It must be pure serendipity that I would discover Grammarly, which advertises itself as the world’s best grammar checker, this week. It just so happens that I was thinking that my next post would be about one of my biggest pet peeves: sloppily written books.
Now I, like most writers, spend a lot of time rereading, revising and rewriting everything I write. This goes for novels, letters and little posts like this one. I hate it when I miss a typo, or punctuation error, or any other grammatical mistake. So I try so hard to make sure I get them all. I don’t, of course.
The fact is that no writer does. The more you write, the more mistakes you will make, and the more mistakes you will end up missing when you reread your own work. Now the quantity of mistakes in a given texts often has little to do with the writing ability of the author.
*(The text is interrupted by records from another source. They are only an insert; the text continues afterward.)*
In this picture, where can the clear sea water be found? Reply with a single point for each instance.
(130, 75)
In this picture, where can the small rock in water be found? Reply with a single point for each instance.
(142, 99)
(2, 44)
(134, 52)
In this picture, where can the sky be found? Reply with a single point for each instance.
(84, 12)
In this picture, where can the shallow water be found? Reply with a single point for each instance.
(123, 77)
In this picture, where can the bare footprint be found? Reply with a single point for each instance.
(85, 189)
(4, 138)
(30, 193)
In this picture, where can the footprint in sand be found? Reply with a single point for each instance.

Unfortunately, even the best writers will miss some of their own errors, and need an outsider or two to review their writing for them.
I’m sure this is not news to most people reading this. Everyone who has tried to sell anything they wrote has been warned about the perils of sloppy writing, and the concomitant need for top-notch proof-reading. Despite how obvious this is, in book after book that I’ve read the past few months I still find mistakes that are so obvious that I wonder how the writers (or their proof-readers) could have missed them.
What do these books have in common? They are for the most part self-published or published by small presses. Perhaps these authors did not want to spend a lot of money on proofreaders, but they often leave the results on the page, like an ugly stain in the middle of a beautiful painting.
The irony is that many of these books are extremely good. These authors often show as much story-telling skill as the best-sellers or most critically acclaimed literary giants. Mainstream publishing houses can only put out so many books, and self-publishing allows readers to discover talented writers who may have otherwise toiled in obscurity. However, what can be worse than picking up a book and getting slapped in the face with typos and grammatical errors on page after page? No matter how talented the writer, or how enjoyable the story, this thoroughly ruins the experience of reading.
One of the benefits of the many self-publishing tools that are available on-line is that texts can be revised and corrected constantly. If I could be so bold as to ask a favor of all those authors who’ve received a comment from readers about mistakes found in their books: go back and correct them. Get a friend (or several) to reread your work with a fine-toothed comb if you can not spend the money on a professional proof-reading service. Make your future readers happy. Leave them savoring the great story you just told, or the wonderful ease with language that you have. Do not leave them shaking their heads at the glaring mistakes that pollute your writing.
(For those who are wondering, I have already had to take my own advice.)